Meğer gurbet benim içimde çöreklenmiş.
1979 yılın da vatanımda bırakıp gittiğim hiç bir şey kalmamış. En acısı saygı kalmamış, sevgi kalmamış.
Aşk kalmamış. Her şey biraz sahteleşmiş.
Her kapıda araba var ama trafik yok.
Küçük çocuk ön koltukta trafikte geziyor.
Para var bereket yok.
Tarlada ürün çok, değerine alan yok.
Adam karpuzu yetiştirmiş satamamış toplayan götürsün demiş.
Koyun var çoban yok, köy gençleri motoru tek teker üstünde sürme çabasında.
Bir yetkili açıklama yapıyor. “Afganlılar olmasa hayvancılık biter” vah vatanım vah.

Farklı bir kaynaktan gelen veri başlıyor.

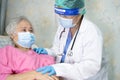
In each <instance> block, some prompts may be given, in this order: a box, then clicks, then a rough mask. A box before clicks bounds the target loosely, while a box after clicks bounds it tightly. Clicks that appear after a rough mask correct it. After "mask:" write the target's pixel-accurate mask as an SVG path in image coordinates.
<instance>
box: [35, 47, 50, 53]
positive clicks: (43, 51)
mask: <svg viewBox="0 0 120 80" xmlns="http://www.w3.org/2000/svg"><path fill="white" fill-rule="evenodd" d="M33 50H34V51H35V52H36V53H38V54H48V52H47V51H46V50H45V49H44V48H34V49H33Z"/></svg>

İş çok çalışan yok, adam 45 de emekli kahvehane müdavimi oturup çay tüketiyor.
Yer altı suları bitmek üzere amma fıskiyeler yolları su doldurmuş geçemezsin.
Bu gençleri eğitecek öğretmenler öğrenciye bırakın dövmeyi, kulak çekmeyi ses çıkaramıyor.
Geçen öğretmenlik yapan bir arkadaş, “abi çocuk çok haylazdı bağırdım çocuğa, bir de baktım anne baba baskına gelmiş, sen bizim çocuğun psikolojisini bozmuşsun hocam diyorlar. Ne yapıyım alttan aldım tamam bir daha olmaz falan dedim. Yoksa CİMER e mektup, uğraş da uğraş” dedi.
Bizim kuşağın psikolojisi sağlammış ki hiç bozulmazdı.
Zamanında biz Öğretmenden korkardık, mahalle büyüklerimizden çekinirdik.
Şimdi kimseden korkmayan bir gençlik yetişmiş.
Bu gidişle bu ekonomi asla düzelmez. Parasının değerini koruyamayan bir ülkede her şey pahalanır.
Önce çocuklarımıza ahlak ve iş disiplini öğretmeliyiz.
Çalışarak para kazanmayı öğretmeliyiz.
Kazandığı parayı harcamasını öğretmeliyiz.
Yoksa gelecek kapkaranlık gözüküyor.